Henry berpandangan senakal apapun anak, jika berhadapan dengan hukum tetap harus diberikan hak mendapatkan pendampingan hukum.
"Saya sangat apresiasi kepada polisi yang menangkap delapan warga pelaku penganiayaan anak. Semestinya memperlakukan anak tidak dengan cara kekerasan dan bertindak seolah-olah mereka bisa bertindak sebagai hakim pengadil," kata Henry dalam keterangannya, Senin, 23 Desember 2024.

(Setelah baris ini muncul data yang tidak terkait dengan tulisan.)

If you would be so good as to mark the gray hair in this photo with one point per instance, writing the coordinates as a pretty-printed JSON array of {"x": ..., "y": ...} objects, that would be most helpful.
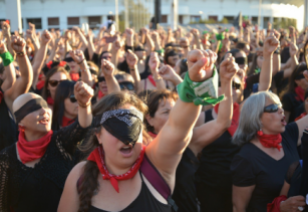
[{"x": 251, "y": 112}]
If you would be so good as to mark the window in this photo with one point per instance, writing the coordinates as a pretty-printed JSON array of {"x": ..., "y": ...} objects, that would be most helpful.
[
  {"x": 94, "y": 21},
  {"x": 164, "y": 19},
  {"x": 36, "y": 21},
  {"x": 53, "y": 22},
  {"x": 72, "y": 20}
]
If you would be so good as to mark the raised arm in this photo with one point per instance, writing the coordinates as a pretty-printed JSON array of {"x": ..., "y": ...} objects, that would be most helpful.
[
  {"x": 166, "y": 149},
  {"x": 23, "y": 83},
  {"x": 270, "y": 45},
  {"x": 204, "y": 134},
  {"x": 40, "y": 56}
]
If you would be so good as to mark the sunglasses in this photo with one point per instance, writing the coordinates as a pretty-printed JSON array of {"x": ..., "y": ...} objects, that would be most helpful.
[
  {"x": 127, "y": 86},
  {"x": 236, "y": 86},
  {"x": 54, "y": 83},
  {"x": 272, "y": 108},
  {"x": 72, "y": 98}
]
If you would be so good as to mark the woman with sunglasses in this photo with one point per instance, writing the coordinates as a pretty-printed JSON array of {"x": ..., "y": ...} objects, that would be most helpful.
[
  {"x": 33, "y": 171},
  {"x": 65, "y": 109},
  {"x": 269, "y": 147},
  {"x": 213, "y": 177}
]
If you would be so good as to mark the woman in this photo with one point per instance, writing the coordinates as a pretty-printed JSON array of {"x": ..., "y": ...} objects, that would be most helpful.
[
  {"x": 65, "y": 109},
  {"x": 34, "y": 170},
  {"x": 123, "y": 151},
  {"x": 269, "y": 147}
]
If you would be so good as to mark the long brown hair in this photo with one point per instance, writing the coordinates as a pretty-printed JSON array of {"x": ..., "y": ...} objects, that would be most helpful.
[{"x": 88, "y": 181}]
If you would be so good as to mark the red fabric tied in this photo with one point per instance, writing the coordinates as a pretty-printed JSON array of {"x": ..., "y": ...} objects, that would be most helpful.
[
  {"x": 74, "y": 76},
  {"x": 50, "y": 101},
  {"x": 301, "y": 116},
  {"x": 67, "y": 121},
  {"x": 270, "y": 141},
  {"x": 97, "y": 156},
  {"x": 235, "y": 117},
  {"x": 300, "y": 94},
  {"x": 32, "y": 150},
  {"x": 275, "y": 205},
  {"x": 49, "y": 64}
]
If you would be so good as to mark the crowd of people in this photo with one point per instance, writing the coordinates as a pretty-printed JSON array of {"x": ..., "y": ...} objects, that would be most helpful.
[{"x": 153, "y": 120}]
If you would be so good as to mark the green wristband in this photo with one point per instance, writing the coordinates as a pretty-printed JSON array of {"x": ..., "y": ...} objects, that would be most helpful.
[
  {"x": 200, "y": 93},
  {"x": 7, "y": 58}
]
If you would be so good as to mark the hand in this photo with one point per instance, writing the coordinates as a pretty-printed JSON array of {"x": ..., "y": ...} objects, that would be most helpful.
[
  {"x": 83, "y": 94},
  {"x": 154, "y": 62},
  {"x": 270, "y": 44},
  {"x": 293, "y": 49},
  {"x": 200, "y": 64},
  {"x": 131, "y": 59},
  {"x": 292, "y": 204},
  {"x": 18, "y": 44},
  {"x": 5, "y": 28},
  {"x": 228, "y": 68},
  {"x": 107, "y": 68},
  {"x": 3, "y": 48},
  {"x": 46, "y": 37},
  {"x": 167, "y": 72}
]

"Sekalipun anak KM diduga telah mencuri barang-barang warga, tapi tindakan warga dengan cara barbar justru bertentangan dengan hukum dan perundang-undangan," sambungnya.
Pria yang pernah berkontestasi sebagai caleg DPR RI di Jawa Tengah ini menilai masyarakat Jawa memiliki kearifan lokal untuk mengatasi konflik semacam itu.

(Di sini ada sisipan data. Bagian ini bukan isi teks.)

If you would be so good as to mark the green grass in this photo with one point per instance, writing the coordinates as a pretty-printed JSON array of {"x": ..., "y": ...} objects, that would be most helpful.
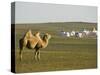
[{"x": 61, "y": 53}]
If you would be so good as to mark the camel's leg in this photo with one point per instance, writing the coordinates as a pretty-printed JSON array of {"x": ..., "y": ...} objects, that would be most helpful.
[
  {"x": 38, "y": 55},
  {"x": 21, "y": 48},
  {"x": 20, "y": 54}
]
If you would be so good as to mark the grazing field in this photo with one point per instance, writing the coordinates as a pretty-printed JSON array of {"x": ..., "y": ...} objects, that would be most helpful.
[{"x": 61, "y": 53}]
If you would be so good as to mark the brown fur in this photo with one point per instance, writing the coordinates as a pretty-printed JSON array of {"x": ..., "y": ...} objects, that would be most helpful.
[{"x": 33, "y": 42}]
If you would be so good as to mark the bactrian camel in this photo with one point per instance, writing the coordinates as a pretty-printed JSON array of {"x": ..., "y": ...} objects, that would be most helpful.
[{"x": 33, "y": 42}]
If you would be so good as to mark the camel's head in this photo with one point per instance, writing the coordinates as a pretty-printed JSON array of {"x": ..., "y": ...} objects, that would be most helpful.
[{"x": 47, "y": 36}]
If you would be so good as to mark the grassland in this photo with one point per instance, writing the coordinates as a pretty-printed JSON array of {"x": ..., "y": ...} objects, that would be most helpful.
[{"x": 61, "y": 53}]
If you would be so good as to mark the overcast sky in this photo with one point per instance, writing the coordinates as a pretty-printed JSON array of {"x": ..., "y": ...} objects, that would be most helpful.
[{"x": 27, "y": 12}]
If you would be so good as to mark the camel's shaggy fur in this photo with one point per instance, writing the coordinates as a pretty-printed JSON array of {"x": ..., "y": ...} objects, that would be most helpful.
[{"x": 33, "y": 42}]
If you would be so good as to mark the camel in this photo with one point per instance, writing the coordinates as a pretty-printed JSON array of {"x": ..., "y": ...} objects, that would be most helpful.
[{"x": 33, "y": 42}]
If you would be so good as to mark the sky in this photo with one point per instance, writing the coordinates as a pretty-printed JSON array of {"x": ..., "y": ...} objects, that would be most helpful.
[{"x": 30, "y": 12}]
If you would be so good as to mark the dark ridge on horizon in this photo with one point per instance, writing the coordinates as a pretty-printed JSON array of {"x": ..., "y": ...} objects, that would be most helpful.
[{"x": 58, "y": 22}]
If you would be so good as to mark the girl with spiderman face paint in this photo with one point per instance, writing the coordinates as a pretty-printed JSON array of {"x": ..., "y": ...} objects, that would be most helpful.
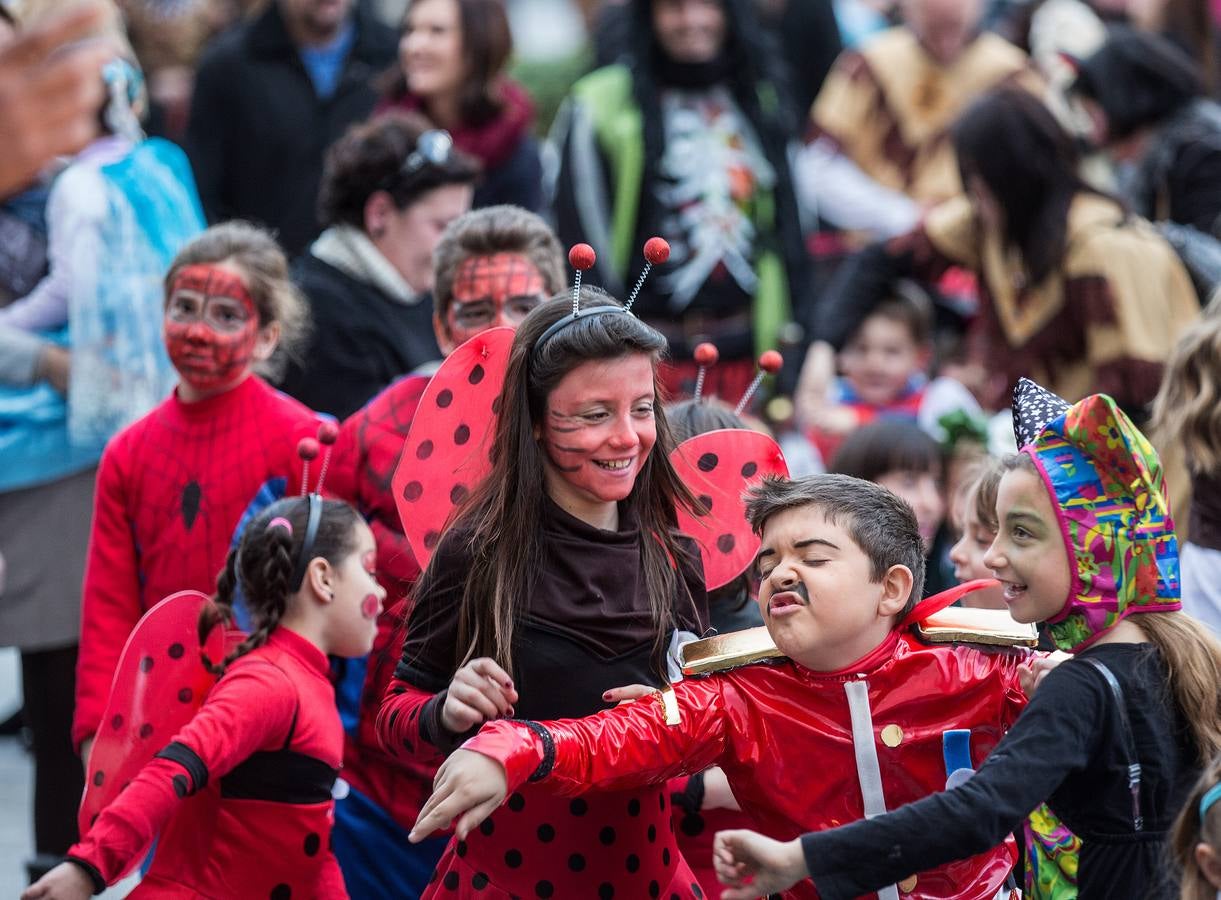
[{"x": 214, "y": 331}]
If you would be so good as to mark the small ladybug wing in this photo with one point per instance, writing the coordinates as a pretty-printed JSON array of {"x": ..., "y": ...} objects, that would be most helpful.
[
  {"x": 159, "y": 685},
  {"x": 447, "y": 450},
  {"x": 718, "y": 467}
]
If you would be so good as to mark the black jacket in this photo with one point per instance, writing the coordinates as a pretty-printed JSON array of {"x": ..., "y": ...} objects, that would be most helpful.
[
  {"x": 362, "y": 340},
  {"x": 258, "y": 130}
]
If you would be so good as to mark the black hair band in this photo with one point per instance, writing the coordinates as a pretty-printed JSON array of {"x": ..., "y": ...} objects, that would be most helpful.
[
  {"x": 557, "y": 326},
  {"x": 303, "y": 555}
]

"Jika masih bocah, harus dibedakan antara kenakalan dan kejahatan. Dulu, ketika ada anak mencuri mangga tetangga, maka sanksi yang diberikan adalah pemilik mangga akan menemui orang tuanya dan menceritakan yang terjadi, kemudian si anak akan dipanggil dan diberi hadiah mangga," kata dia.

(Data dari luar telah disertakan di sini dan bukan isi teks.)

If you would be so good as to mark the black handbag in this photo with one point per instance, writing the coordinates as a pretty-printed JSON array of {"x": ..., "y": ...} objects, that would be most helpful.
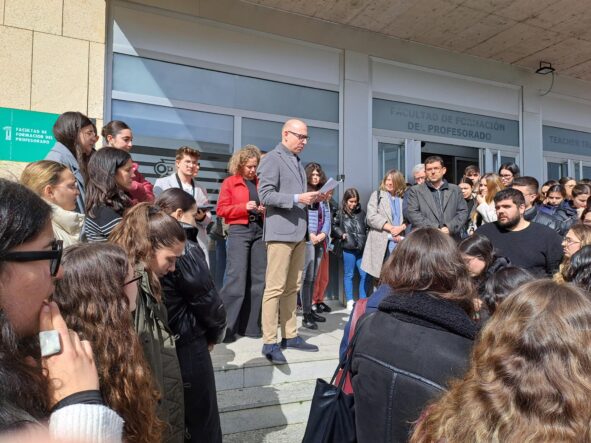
[{"x": 332, "y": 412}]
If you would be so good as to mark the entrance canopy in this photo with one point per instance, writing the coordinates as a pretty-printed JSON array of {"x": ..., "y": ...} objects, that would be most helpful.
[{"x": 518, "y": 32}]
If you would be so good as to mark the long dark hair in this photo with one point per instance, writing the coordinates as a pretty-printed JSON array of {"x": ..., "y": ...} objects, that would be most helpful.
[
  {"x": 101, "y": 187},
  {"x": 528, "y": 378},
  {"x": 93, "y": 302},
  {"x": 480, "y": 247},
  {"x": 579, "y": 271},
  {"x": 310, "y": 168},
  {"x": 429, "y": 261},
  {"x": 66, "y": 130},
  {"x": 144, "y": 229},
  {"x": 175, "y": 198},
  {"x": 23, "y": 216},
  {"x": 113, "y": 128},
  {"x": 349, "y": 194},
  {"x": 499, "y": 285}
]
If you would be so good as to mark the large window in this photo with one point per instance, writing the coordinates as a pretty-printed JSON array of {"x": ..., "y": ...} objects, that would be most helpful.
[
  {"x": 321, "y": 148},
  {"x": 190, "y": 84},
  {"x": 169, "y": 105},
  {"x": 159, "y": 131}
]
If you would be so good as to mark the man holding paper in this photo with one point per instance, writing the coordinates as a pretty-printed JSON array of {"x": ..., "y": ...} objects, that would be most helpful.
[{"x": 282, "y": 190}]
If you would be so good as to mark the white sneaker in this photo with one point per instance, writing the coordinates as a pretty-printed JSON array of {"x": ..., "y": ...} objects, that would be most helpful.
[{"x": 350, "y": 305}]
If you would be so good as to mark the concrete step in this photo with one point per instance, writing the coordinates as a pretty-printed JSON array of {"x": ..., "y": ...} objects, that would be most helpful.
[
  {"x": 280, "y": 434},
  {"x": 264, "y": 407},
  {"x": 240, "y": 364},
  {"x": 261, "y": 401}
]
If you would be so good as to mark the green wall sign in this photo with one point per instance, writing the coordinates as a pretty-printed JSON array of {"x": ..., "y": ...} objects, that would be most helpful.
[{"x": 25, "y": 136}]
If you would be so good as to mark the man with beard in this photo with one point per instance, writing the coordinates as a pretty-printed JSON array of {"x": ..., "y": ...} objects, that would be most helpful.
[{"x": 529, "y": 245}]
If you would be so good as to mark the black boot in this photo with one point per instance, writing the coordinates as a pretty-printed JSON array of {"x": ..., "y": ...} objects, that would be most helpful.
[
  {"x": 308, "y": 322},
  {"x": 318, "y": 318}
]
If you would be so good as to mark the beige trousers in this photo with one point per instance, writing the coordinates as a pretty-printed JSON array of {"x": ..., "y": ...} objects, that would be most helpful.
[{"x": 285, "y": 265}]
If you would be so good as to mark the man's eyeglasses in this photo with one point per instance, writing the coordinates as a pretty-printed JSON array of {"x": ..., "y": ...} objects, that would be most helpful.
[
  {"x": 569, "y": 241},
  {"x": 54, "y": 256},
  {"x": 136, "y": 277},
  {"x": 301, "y": 137}
]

Hal ini, sambung Henry, selain sebagai sindiran juga pesan moral, juga memiliki arti semua hal bisa dibicarakan baik-baik. Terlebih usia anak masih dalam perlindungan hukum negara.
"Dalam khasanah budaya Jawa dikenal istilah wirang. Ini bukan hanya sekadar malu. Namun efeknya lebih dari malu. Biasanya anak-anak yang nakal itu, akan dibuat wirang. Wirang itu jadi sanksi sosial yang justru upaya terakhir dalam penegakan aturan masyarakat, agar pelaku tidak mengulangi tindakan yang melanggar kepantasan dan kepatutan. Obat terakhir agar anak-anak tidak mengulangi tindakan nakal," paparnya .
Henry menuturkan, jika seseorang sudah merasa wirang, ia akan merasa diawasi banyak orang. Saat itulah diharapkan kemudian bisa berubah.
Namun berkaca dari kasus KM yang dituduh suka mencuri, maka yang perlu diperhatikan kondisi psikologisnya.
"Mungkin saja ia mengidap kleptomania. Atau lihat juga pergaulan dan latar belakang keluarganya. Bisa jadi ada masalah yang belum terungkap. Maka kewajiban penyidik pun yang mengungkapkannya," jelas dia.
Anggota Dewan Pembina Kongres Advokat Indonesia (KAI) ini menilai anak-anak yang bermasalah dengan hukum sebenarnya layak dikasihani. Jika memang ia berbuat seperti yang diceritakan dan diyakini mayoritas masyarakat.
"Jangankan anak, orang dewasa sekalipun tetap tidak boleh dianiaya, diadili secara barbar. Seorang maling ayam yang tertangkap basah sekalipun tak boleh dianiaya dan dihakimi tanpa ada aturan," jelasnya.
Disebutkan pula pelaku penganiayaan terhadap KM memiliki profesi dan status sosial yang baik di masyarakat. Mulai dari Ketua RT, guru, sopir penjara dan lainnya.
Artinya, status sosial itu hanya bisa didapat dengan pendidikan tertentu. Jika sudah seperti ini, layak dipertanyakan pula manfaat dari pendidikan jika tak sanggup menjadi benteng moral dan kepantasan.
"Oke lah anak itu bersalah. Oke lah ia sudah beberapa kali tertangkap basah dan tak jera. Kondisi itu apakah mengizinkan orang lain mencabut hak hidupnya? Jelas tidak. Ingat, penganiayaan bisa saja berujung kematian. Artinya, jika tidak dihentikan maka akan merampas hak hidup mereka," tuturnya.
Henry menegaskan, kepantasan menjadi parameter seseorang sebelum bertindak. Kepantasan itu tempatnya lebih tinggi dari peraturan.
"Itulah sebabnya, jika seorang hakim memvonis rendah seorang koruptor akan mendapat cibiran publik. Karena memang tak pantas jika pengadil justru memberikan ganjaran hukuman yang tidak sepadan," katanya.